Scoped Projections: Business impact calculations (e.g., “Expected additional revenue”) are based on the ~5% of sales that are attributable to these digital journeys, not the total sales volume.

Why This Matters

This approach provides realistic, defensible projections of the value generated by optimizing digital marketing spend, maintaining stakeholder trust by avoiding unsupported claims about influencing total offline sales.

Advanced Usage

Model Selection

# Standard Poisson model (recommended)
python scripts/run_full_italy_pipeline.py

# Hurdle model (for zero-inflated data - slower)
python scripts/run_full_italy_pipeline.py --use-hurdle

Recommendation: Use standard model unless your data has severe zero-inflation issues.
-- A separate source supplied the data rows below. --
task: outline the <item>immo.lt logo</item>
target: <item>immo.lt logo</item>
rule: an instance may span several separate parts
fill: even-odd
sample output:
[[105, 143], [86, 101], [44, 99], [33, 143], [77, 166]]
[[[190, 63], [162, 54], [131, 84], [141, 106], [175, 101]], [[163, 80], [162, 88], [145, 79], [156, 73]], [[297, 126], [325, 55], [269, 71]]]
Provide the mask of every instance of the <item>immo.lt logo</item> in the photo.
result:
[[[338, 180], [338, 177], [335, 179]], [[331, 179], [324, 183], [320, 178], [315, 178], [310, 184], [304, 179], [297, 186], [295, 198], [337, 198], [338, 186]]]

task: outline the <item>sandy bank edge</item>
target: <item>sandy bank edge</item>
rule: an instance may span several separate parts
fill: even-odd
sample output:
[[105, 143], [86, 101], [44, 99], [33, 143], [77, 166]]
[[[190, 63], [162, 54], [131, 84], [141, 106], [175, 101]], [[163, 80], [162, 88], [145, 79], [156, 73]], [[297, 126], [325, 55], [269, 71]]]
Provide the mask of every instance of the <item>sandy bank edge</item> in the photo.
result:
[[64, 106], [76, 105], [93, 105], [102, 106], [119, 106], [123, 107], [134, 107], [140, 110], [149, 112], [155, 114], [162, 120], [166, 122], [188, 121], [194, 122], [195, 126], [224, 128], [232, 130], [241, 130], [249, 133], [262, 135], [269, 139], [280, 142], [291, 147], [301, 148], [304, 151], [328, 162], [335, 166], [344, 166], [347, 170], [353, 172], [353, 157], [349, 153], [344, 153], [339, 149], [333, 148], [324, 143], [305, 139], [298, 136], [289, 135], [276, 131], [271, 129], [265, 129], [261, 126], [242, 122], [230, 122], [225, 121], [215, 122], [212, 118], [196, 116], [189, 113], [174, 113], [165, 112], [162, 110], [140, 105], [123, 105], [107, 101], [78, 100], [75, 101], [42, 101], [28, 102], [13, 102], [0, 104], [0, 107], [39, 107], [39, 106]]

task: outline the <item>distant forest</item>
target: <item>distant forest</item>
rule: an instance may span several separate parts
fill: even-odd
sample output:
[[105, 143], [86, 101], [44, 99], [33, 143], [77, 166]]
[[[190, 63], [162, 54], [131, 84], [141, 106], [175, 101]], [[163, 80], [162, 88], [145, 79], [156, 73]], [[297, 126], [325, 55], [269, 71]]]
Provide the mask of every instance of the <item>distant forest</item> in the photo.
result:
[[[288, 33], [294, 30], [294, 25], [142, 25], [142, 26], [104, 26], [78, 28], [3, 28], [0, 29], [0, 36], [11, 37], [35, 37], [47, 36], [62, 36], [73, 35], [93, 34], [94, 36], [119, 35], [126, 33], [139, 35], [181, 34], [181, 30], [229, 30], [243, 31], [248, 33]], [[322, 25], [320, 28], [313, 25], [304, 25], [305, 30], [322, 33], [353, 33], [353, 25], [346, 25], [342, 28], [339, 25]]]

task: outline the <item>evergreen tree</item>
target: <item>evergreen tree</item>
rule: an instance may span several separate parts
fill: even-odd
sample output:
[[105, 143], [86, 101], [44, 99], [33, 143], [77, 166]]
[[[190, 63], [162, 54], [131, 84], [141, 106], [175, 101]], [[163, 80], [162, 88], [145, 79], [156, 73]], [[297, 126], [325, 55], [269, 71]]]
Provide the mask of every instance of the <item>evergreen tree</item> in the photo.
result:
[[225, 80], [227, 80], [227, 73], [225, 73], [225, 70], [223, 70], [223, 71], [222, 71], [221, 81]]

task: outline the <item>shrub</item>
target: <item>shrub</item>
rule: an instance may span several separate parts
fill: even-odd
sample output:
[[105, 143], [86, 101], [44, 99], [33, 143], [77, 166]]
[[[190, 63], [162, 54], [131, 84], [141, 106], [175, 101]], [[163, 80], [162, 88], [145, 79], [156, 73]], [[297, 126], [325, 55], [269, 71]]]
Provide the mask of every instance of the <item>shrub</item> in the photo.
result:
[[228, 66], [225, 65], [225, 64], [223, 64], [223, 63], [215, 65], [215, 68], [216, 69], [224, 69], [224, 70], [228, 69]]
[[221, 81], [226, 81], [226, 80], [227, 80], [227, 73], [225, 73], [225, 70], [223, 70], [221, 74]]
The hurdle model requires significantly longer convergence time (1+ hours vs 7 minutes).

Parallel Processing

# Increase MCMC chains for faster sampling (requires more CPU cores)
python scripts/run_full_italy_pipeline.py --chains 8

Output Customisation

# Specify output directory
python scripts/run_full_italy_pipeline.py --output results/custom_analysis/

# Control output formats
python scripts/run_full_italy_pipeline.py --formats csv,json,html

Performance Optimisation

For Large Datasets (1M+ events)

# In configuration file
model:
  sample_fraction: 0.5  # Use 50% of data for faster processing
  mcmc_samples: 1000    # Reduce samples if needed

For Resource-Constrained Systems

optimization:
  population_size: 50   # Smaller population for faster GA
  generations: 100      # Fewer generations

Quality Assurance

Validation Checks

The system automatically validates:

Data quality and completeness
Model convergence and diagnostics
Budget allocation constraints
Attribution methodology compliance

Manual Verification

# Run comprehensive validation suite
python scripts/test_italy_optimization.py

Troubleshooting Checklist

PyMC progress bars visible: Confirms Bayesian fitting is running
R-hat < 1.1: Confirms MCMC convergence
Budget sums correctly: Confirms optimisation constraints
Business impact is correctly scoped: Confirms projections are based on attributable sales

Best Practices

Data Preparation

Ensure consistent timestamp formatting
Remove duplicate or invalid records
Validate customer journey completeness
Check for data leakage or look-ahead bias

Model Validation

Review convergence diagnostics carefully
Compare multiple model runs for consistency
Validate results against business intuition
Test with different budget scenarios

Business Communication

Clearly state that projections are based on digitally attributable sales.
Document the methodology’s scope and limitations transparently.
Provide confidence intervals for all estimates.
Explain all assumptions clearly.

For additional support, consult the Configuration Guide and Troubleshooting Documentation.